Mere instructions to apply an exception using a generic computer component cannot provide an inventive concept. The additional elements merely add instructions to implement an abstract idea on a computer, or merely uses a computer as a tool to perform an abstract idea, see MPEP 2106.05(f). Accordingly, these additional elements, when considered separately and as an ordered combination, do not integrate the abstract idea into a practical application because they do not impose any meaningful limits on practicing the abstract idea and are at a high level of generality. Therefore, the claim is directed to an abstract idea without a practical application. (Step 2A-Prong 2: NO. The additional claimed elements are not integrated into a practical application)
Mere instructions to apply an exception using a generic computer component cannot provide an inventive concept. The additional elements merely add instructions to implement an abstract idea on a computer, or merely uses a computer as a tool to perform an abstract idea, see MPEP 2106.05(f). Accordingly, these additional elements, do not change the outcome of the analysis, when considered separately and as an ordered combination. Dependent claims further define the abstract idea that is present in their respective independent claims and hence are abstract for the reasons presented above. The dependent claims do not include any additional elements that integrate the abstract idea into a practical application or are sufficient to amount to significantly more than the judicial exception when considered both individually and as an ordered combination. Therefore, the dependent claims are directed to an abstract idea. Thus, the dependent claims are not patent eligible. (Step 2B: NO. The claims do not provide significantly more)
Claim Rejections - 35 USC § 103
In the event the determination of the status of the application as subject to AIA 35 U.S.C. 102 and 103 (or as subject to pre-AIA 35 U.S.C. 102 and 103) is incorrect, any correction of the statutory basis for the rejection will not be considered a new ground of rejection if the prior art relied upon, and the rationale supporting the rejection, would be the same under either status.
This application currently names joint inventors. In considering patentability of the claims the examiner presumes that the subject matter of the various claims was commonly owned as of the effective filing date of the claimed invention(s) absent any evidence to the contrary. Applicant is advised of the obligation under 37 CFR 1.56 to point out the inventor and effective filing dates of each claim that was not commonly owned as of the effective filing date of the later invention in order for the examiner to consider the applicability of 35 U.S.C. 102(b)(2)(C) for any potential 35 U.S.C. 102(a)(2) prior art against the later invention.

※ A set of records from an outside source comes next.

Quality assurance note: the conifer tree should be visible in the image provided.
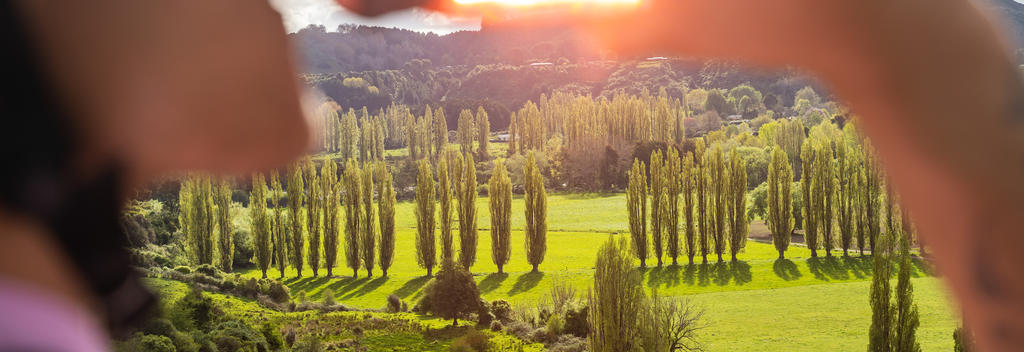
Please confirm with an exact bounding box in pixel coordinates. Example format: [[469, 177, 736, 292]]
[[664, 147, 682, 265], [178, 176, 217, 264], [523, 151, 548, 272], [476, 106, 490, 162], [416, 159, 437, 277], [359, 163, 377, 277], [270, 171, 289, 278], [626, 159, 648, 268], [377, 163, 395, 277], [288, 163, 305, 277], [680, 151, 697, 264], [708, 143, 729, 263], [321, 159, 343, 277], [249, 173, 273, 278], [800, 140, 819, 258], [303, 157, 324, 277], [437, 152, 455, 264], [487, 159, 512, 273], [455, 152, 477, 270], [650, 150, 668, 266], [213, 179, 234, 272], [456, 109, 476, 153], [728, 148, 750, 262], [343, 159, 362, 277], [768, 146, 793, 259]]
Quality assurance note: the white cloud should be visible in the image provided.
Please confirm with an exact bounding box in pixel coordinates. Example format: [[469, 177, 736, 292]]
[[270, 0, 480, 34]]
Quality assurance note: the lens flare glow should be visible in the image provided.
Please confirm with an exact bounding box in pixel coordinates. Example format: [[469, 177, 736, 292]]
[[455, 0, 640, 7]]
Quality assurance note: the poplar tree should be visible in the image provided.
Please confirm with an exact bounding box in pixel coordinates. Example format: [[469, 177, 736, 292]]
[[377, 163, 395, 277], [680, 152, 697, 264], [416, 159, 437, 277], [343, 159, 362, 277], [213, 179, 234, 272], [768, 146, 793, 259], [649, 150, 665, 266], [456, 109, 476, 153], [178, 175, 217, 264], [664, 147, 682, 265], [288, 163, 305, 277], [487, 159, 512, 273], [836, 137, 857, 257], [626, 159, 648, 268], [708, 143, 728, 263], [800, 140, 818, 258], [523, 151, 548, 272], [437, 153, 455, 264], [249, 173, 273, 278], [455, 152, 477, 270], [728, 148, 750, 262], [359, 163, 377, 277], [270, 170, 288, 278], [321, 159, 343, 277], [814, 143, 836, 257], [476, 106, 490, 162]]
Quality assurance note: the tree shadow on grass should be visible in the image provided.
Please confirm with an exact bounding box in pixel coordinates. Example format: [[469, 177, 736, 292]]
[[508, 271, 544, 296], [344, 276, 388, 300], [392, 276, 430, 299], [772, 259, 803, 281], [284, 276, 328, 294], [476, 272, 509, 294], [807, 256, 850, 281]]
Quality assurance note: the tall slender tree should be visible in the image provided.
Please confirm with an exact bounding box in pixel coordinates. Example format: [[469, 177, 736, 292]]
[[437, 153, 455, 264], [249, 173, 273, 278], [487, 159, 512, 273], [523, 151, 548, 272], [288, 163, 306, 277], [303, 157, 325, 277], [728, 148, 750, 262], [213, 179, 234, 272], [649, 150, 668, 266], [768, 146, 793, 259], [626, 159, 649, 268], [321, 159, 343, 277], [342, 159, 362, 277], [476, 106, 490, 162], [455, 152, 477, 270], [359, 163, 377, 277], [377, 163, 395, 277], [416, 159, 437, 277], [270, 171, 289, 278], [679, 151, 697, 264]]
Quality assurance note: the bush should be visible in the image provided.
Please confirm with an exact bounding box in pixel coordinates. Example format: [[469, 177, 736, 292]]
[[386, 294, 403, 313], [428, 263, 480, 325], [490, 300, 512, 322], [138, 335, 175, 352], [451, 328, 490, 352]]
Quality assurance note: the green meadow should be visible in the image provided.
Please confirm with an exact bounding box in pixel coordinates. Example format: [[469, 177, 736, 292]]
[[218, 194, 958, 351]]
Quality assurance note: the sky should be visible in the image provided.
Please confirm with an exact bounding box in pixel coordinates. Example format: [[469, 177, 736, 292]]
[[270, 0, 480, 35]]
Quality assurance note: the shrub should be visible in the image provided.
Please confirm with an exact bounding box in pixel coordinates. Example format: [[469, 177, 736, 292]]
[[386, 294, 403, 313], [138, 335, 175, 352], [429, 262, 480, 325], [451, 328, 490, 352], [259, 321, 285, 351], [321, 289, 337, 307], [490, 300, 512, 322]]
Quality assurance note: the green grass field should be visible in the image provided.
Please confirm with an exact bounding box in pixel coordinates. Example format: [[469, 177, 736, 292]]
[[226, 194, 957, 351]]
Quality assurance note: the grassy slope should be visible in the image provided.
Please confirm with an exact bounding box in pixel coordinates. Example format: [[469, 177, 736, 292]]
[[234, 194, 955, 350]]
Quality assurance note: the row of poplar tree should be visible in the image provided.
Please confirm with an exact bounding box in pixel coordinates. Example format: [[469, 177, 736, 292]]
[[415, 150, 548, 276], [627, 139, 748, 267]]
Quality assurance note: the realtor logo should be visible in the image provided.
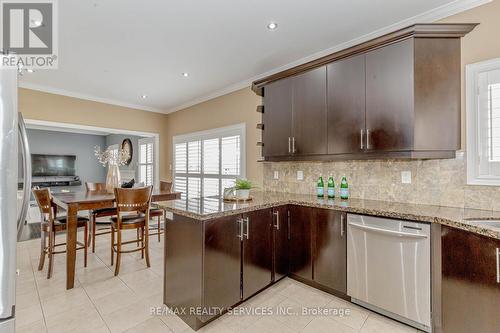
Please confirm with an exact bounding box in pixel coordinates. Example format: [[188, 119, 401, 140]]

The following is a quotation of 35 U.S.C. 103 which forms the basis for all obviousness rejections set forth in this Office action:
A patent for a claimed invention may not be obtained, notwithstanding that the claimed invention is not identically disclosed as set forth in section 102, if the differences between the claimed invention and the prior art are such that the claimed invention as a whole would have been obvious before the effective filing date of the claimed invention to a person having ordinary skill in the art to which the claimed invention pertains. Patentability shall not be negated by the manner in which the invention was made.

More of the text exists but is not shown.